In support of its contention that defendant is not a Richmond County resident, defendant submitted the affidavit of one of its claims managers who stated that “Liberty does not have any claims, sales or offices of any kind in Richmond County, NY All no-fault bills are submitted to the New York State No-Fault office in Suffolk County.” The nearest claims office is in Nassau County. The nearest sales office to Richmond County is located in Kings County at 4201 Avenue M in Brooklyn. The nearest legal office is in New York County.”

Under the Civil Court Act, “[a] corporation . . . shall be deemed a resident of any county wherein it transacts business, keeps an office, has an agency or is established by law ” (Civil Court Act § 305[b]). The issue presented, as the court sees it, is whether defendant’s submissions demonstrated that defendant does not “transact business” within Richmond County within the meaning of (Civil Court Act § 305[b]). The Court holds that they do did not.
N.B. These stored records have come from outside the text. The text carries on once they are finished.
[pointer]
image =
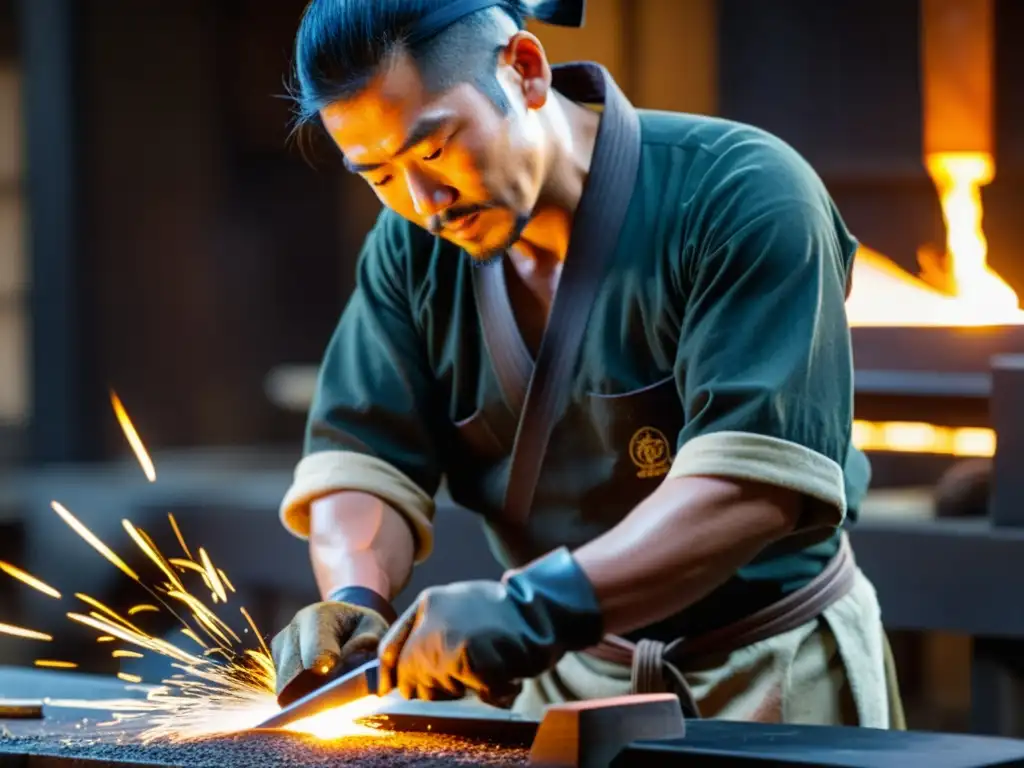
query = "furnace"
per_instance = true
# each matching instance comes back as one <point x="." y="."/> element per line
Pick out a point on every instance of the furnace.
<point x="924" y="344"/>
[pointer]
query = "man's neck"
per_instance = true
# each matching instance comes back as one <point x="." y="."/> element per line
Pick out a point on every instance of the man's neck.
<point x="571" y="131"/>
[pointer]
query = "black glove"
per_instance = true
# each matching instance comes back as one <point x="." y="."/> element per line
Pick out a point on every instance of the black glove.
<point x="326" y="640"/>
<point x="486" y="636"/>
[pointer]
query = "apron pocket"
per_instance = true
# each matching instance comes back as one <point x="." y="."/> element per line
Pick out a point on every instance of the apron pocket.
<point x="640" y="428"/>
<point x="477" y="439"/>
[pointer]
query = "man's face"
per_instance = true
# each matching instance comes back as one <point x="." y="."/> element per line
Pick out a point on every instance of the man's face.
<point x="449" y="162"/>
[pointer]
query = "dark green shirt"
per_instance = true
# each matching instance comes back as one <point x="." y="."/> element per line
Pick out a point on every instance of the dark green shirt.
<point x="720" y="326"/>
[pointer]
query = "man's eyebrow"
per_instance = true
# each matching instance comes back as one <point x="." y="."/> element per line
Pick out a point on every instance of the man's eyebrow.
<point x="422" y="130"/>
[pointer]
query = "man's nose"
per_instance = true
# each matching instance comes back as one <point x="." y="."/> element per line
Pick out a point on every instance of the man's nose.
<point x="428" y="196"/>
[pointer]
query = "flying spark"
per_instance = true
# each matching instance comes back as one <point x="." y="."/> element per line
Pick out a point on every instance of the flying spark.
<point x="7" y="629"/>
<point x="133" y="439"/>
<point x="207" y="695"/>
<point x="29" y="580"/>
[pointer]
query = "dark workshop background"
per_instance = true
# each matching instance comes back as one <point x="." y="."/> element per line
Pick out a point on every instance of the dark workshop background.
<point x="161" y="236"/>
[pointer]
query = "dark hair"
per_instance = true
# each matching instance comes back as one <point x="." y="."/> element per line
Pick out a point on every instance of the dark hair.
<point x="341" y="45"/>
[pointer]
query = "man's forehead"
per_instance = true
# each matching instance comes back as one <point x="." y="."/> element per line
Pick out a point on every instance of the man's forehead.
<point x="380" y="118"/>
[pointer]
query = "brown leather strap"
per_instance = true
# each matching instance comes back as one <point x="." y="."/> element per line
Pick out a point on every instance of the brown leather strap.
<point x="655" y="666"/>
<point x="593" y="243"/>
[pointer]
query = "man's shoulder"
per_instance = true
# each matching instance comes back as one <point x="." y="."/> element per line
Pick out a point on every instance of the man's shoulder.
<point x="730" y="163"/>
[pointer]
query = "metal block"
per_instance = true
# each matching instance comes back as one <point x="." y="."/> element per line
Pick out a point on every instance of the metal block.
<point x="590" y="734"/>
<point x="1007" y="407"/>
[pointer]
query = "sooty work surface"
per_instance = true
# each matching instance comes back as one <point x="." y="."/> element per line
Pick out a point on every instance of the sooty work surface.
<point x="70" y="738"/>
<point x="258" y="751"/>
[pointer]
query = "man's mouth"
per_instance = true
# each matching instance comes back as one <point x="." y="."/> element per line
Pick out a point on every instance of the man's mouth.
<point x="462" y="225"/>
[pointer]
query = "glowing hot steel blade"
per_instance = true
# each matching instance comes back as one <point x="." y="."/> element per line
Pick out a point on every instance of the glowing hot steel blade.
<point x="341" y="722"/>
<point x="133" y="438"/>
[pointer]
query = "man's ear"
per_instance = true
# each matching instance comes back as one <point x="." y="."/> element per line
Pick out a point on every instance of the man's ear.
<point x="525" y="55"/>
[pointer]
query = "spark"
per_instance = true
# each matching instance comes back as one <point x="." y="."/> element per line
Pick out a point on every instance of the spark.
<point x="193" y="636"/>
<point x="29" y="580"/>
<point x="211" y="573"/>
<point x="91" y="540"/>
<point x="177" y="535"/>
<point x="256" y="632"/>
<point x="133" y="438"/>
<point x="7" y="629"/>
<point x="222" y="688"/>
<point x="145" y="544"/>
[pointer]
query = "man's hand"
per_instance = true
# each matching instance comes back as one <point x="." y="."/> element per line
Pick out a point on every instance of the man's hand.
<point x="485" y="637"/>
<point x="324" y="641"/>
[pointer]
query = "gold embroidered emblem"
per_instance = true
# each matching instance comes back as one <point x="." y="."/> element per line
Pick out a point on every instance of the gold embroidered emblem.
<point x="649" y="450"/>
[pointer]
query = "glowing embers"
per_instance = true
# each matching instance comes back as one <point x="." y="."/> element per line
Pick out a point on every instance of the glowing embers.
<point x="920" y="437"/>
<point x="341" y="722"/>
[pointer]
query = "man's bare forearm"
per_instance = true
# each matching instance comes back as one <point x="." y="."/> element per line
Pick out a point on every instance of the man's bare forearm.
<point x="356" y="540"/>
<point x="685" y="540"/>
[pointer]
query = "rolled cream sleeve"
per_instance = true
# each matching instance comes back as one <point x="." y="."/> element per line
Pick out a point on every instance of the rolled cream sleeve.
<point x="328" y="472"/>
<point x="745" y="456"/>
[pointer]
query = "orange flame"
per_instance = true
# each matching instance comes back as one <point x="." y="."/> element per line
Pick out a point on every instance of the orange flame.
<point x="886" y="295"/>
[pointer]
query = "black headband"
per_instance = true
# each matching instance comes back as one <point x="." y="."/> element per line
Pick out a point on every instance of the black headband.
<point x="560" y="12"/>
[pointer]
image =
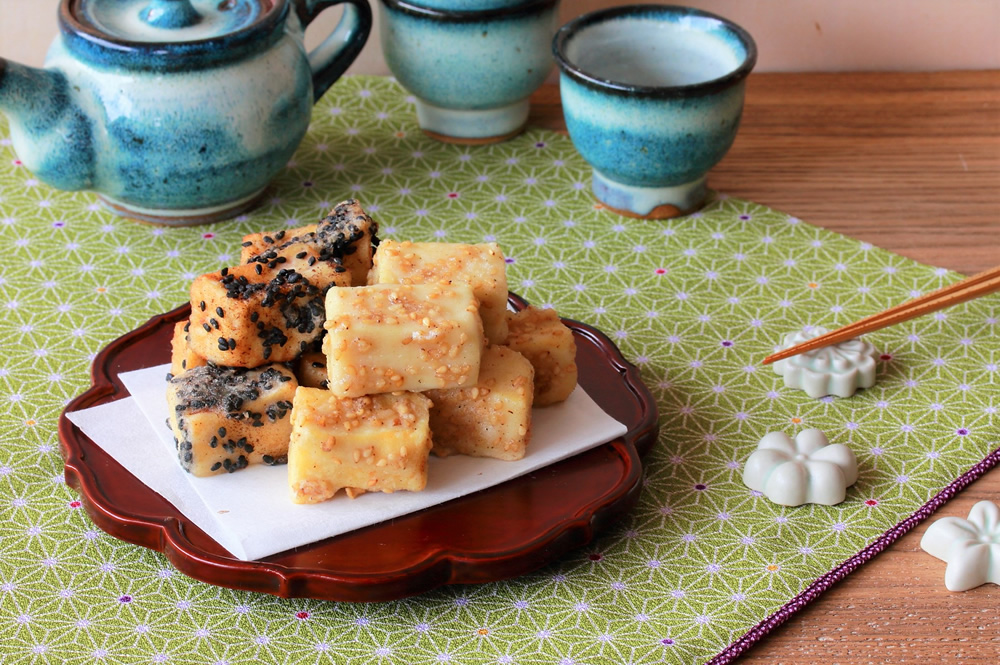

Defendant’s submissions did not foreclose the very distinct possibility that defendant issues insurance policies covering Richmond County residents. Likewise, defendant’s [*2]submissions did not foreclose the distinct possibility that defendant engaged in purposeful activity in Richmond County by regularly corresponding, by mail and/or telephone, with its policy holders in Richmond County by delivering insurance policies, sending invoices and seeking and collecting premiums from them. These acts, in the court’s view, would be sufficient to establish that defendant transacts business in Richmond County (see Mingmen Acupuncture Services, P.C. v. American Transit Ins. Co., 183 Misc 2d 270, 280 [Civ. Ct, Bronx County, 1999, Victor, J.]; Neurologic Services, P.C. v. American Transit Ins. Co., 183 Misc 2d 496, 498 [Civil Ct., Bronx County 1999, Ruiz, J.]; see also Rung v. United States Fidelity and Guaranty Co., 139 AD2d 914, 915 [4th Dep ‘t 1988] ). The court respectfully disagrees with the opposite result reached in Quality Medical Healthcare, P.C. v. American Transit Ins. Co., 182 Misc 2d 991 [Sup. Ct., Bronx County, 1999, Brigantti-Hughes, J.].

Accordingly, it is hereby

ORDERED that defendant’s motion is in all respects DENIED.

This constitutes the decision and order of the court.